Cuma, Mart 29, 2024
Ana SayfaMimariMimar Nihat Şen : “Türkiye nüfusunun yüzde 72’sini ilgilendiren bir gerçekle karşı...

Mimar Nihat Şen : “Türkiye nüfusunun yüzde 72’sini ilgilendiren bir gerçekle karşı karşıyayız”

“Deprem riskinin bize dayattığı sorunlara kalıcı çözümler ortaya koyabilmek için milli seferberlik ruhuyla siyasi polemik haline getirilmeden iktidarı ve muhalefeti ve toplumun her kesimi ile hareket edilmeli ve yerel yönetimlerin bu sürece siyasi gelecek endişesi duymadan hizmet prensibi ile dahil olması gerekmektedir.”

Mimari ve Kentsel Dönüşüm ile ilgili danışmanlık hizmeti veren ve ülkemiz adına önemli pek çok sosyal projede görev alan Agra Dönüşüm Yönetim Kurulu Başkanı ve Kentsel Dönüşüm Uzmanı Mimar Nihat Şen ile Türkiye’nin deprem gerçeğini ele almaya çalıştık. Ülke olarak sürekli karşılaştığımız bu doğal afetten çıkardığımız dersler, devletin bu noktada ortaya koyduğu tedbirler ve yapılması gerekenlerin yanı sıra, kalıcı çözümler için kamu ve özel sektöre düşen sorumluluklar ve devam eden kentsel dönüşüm çalışmalarının deprem tehlikesine karşı nasıl avantaja çevrilebileceğini konuştuk.

‘Depreme dayanıklı yapı’ denilince ne anlaşılmalı?
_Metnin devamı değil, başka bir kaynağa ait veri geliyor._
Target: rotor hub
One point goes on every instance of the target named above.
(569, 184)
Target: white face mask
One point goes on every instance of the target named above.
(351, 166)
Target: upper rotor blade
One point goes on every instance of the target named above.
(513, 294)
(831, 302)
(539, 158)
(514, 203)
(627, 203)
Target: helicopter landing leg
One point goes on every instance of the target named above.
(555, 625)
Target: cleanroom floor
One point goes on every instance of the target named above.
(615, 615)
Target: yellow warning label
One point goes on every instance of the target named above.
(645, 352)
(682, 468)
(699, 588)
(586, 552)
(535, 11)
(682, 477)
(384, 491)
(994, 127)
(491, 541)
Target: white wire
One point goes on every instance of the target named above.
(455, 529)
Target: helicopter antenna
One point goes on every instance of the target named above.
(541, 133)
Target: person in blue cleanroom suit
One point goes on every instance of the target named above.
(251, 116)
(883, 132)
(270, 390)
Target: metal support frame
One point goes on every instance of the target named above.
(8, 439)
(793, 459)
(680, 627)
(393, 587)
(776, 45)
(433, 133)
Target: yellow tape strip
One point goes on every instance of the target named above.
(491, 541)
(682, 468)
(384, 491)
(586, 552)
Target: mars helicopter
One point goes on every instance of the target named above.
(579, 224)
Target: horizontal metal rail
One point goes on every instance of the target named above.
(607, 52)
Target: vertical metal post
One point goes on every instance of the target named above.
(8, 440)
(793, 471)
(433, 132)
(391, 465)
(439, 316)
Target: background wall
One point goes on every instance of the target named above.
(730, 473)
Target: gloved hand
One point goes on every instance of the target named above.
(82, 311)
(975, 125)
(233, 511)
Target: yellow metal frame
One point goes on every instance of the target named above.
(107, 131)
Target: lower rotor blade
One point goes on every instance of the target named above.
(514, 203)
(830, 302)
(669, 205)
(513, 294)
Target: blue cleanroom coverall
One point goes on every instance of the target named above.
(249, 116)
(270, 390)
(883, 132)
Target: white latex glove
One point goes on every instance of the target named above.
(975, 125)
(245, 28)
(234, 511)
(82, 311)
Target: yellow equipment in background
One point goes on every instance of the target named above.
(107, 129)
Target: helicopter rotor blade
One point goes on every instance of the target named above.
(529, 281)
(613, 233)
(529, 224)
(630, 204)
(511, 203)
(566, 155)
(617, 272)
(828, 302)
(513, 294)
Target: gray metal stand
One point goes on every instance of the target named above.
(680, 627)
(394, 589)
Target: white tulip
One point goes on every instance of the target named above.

Binanın yapılacağı mevcut arazinin zemin yapısı doğrultusunda günümüz yönetmelikleri ve kullanım amacına göre tüm projeleri çözülüp yapılan, aynı zamanda onaylı projelerine göre de denetim ve kontrolleri yapılmış, iskanı alınmış binalara dayanıklı bina diyebiliriz.

Modern yerleşim yerleri kurmanın başlıca şartı nedir?
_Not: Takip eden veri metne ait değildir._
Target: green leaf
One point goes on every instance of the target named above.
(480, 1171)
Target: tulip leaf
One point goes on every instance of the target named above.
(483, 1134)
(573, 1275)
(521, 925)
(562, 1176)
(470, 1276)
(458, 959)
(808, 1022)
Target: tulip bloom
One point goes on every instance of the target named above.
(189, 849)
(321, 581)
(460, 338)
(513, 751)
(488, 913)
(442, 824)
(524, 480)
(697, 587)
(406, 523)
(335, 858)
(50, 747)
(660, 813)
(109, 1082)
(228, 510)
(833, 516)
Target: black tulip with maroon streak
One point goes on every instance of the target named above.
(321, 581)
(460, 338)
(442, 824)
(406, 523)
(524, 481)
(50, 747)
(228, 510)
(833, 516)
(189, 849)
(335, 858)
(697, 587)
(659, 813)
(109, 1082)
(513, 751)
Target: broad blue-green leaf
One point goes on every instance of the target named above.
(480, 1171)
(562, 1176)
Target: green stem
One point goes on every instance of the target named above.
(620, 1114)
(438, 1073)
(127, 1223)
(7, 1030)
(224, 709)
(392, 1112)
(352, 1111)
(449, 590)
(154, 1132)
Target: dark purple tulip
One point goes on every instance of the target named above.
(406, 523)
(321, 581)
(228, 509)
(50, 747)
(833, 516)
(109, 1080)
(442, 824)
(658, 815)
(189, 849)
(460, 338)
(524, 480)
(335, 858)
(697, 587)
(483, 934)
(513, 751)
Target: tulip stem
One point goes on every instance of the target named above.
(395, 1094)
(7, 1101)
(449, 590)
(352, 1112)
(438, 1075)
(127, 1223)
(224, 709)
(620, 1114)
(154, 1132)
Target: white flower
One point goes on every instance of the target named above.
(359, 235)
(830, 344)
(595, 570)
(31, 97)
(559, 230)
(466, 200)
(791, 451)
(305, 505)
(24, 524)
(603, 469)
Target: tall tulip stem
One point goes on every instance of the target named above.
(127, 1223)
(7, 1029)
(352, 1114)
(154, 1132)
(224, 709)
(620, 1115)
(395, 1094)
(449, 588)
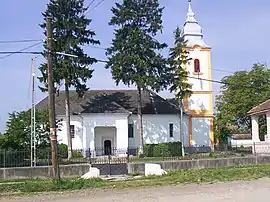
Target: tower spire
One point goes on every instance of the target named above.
(190, 14)
(192, 31)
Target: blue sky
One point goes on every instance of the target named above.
(238, 32)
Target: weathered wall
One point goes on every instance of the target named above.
(43, 171)
(156, 129)
(138, 168)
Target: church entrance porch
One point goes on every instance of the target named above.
(105, 141)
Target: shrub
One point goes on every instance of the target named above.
(63, 151)
(168, 149)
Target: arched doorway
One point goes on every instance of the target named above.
(108, 147)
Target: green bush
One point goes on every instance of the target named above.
(168, 149)
(13, 158)
(63, 151)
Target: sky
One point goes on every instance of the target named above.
(238, 32)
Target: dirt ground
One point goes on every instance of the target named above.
(249, 191)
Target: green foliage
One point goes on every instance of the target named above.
(178, 58)
(241, 92)
(169, 149)
(62, 151)
(70, 33)
(133, 56)
(18, 130)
İhtiyaca yönelik kurulacak olan modern yerleşim yerleri öncelikle, istenen taleplere cevap verebilecek, lokasyonu doğru belirlenmiş, ulaşımından alt yapısına, yeşil alanından otoparkına, günün yönetmeliklerine uygun doğal afetlere dayanıklı olmasına, yenilenebilir enerji ile kendi enerjisini üreten, atık yönetim sistemini ve çözümünü yapan, akıllı cadde ve akıllı binalara ve sosyal donatı alanlarının çözümüne varıncaya kadar uzun vadeli planlama yapılarak oluşturulmalıdır.

En önemli konuların , başında kurulumu yapılacak olan yerleşim yerlerinin öncelikle aktif fay hattı üzerinde olmamasına, dere yatakları ve taşkın alanlarına yakın olmamasına, ulaşımı çözülmüş ve alt yapısı problem yaratamayacak ve zemini sağlam yerlerin tercih edilmesi çok önemlidir.

Depreme dayanıklı yapılarda ‘akıllı bina’ teknolojilerinin yeri neresi?

 Bu alanda çalışmalarınız var mı? Depreme dayanıklı yapılarda öncelikle ihtiyaca göre projelerin çözümünün yapılması gerekmektedir. Binanın olası bir depremde içindekilere zarar görmemesi anlamında kurulacak sistem ile enerjisinin kontrolünden tutun gaz kontrolüne, tahliye anındaki çözümlerin üretilmesine, dışarı ile gerektiğinde haberleşmesinin sağlanmasına, gerekli olan hava koşullarının ve aydınlatma ve enerjinin kullanılmasına kadar akıllı bina teknolojileri binalarda kullanılmalıdır. Projelendirdiğimiz binalarda akıllı bina sistemi ile enerjinin verimli kullanımından, atık yönetimine, acil durumlarda tüm güvenlik tedbirlerini sağlayacak sistemleri projelerimizde yer veriyoruz.

Türkiye, depreme dayanıklı gayrimenkulde mevzuat ve standart olarak dünyaya göre yeri nerede?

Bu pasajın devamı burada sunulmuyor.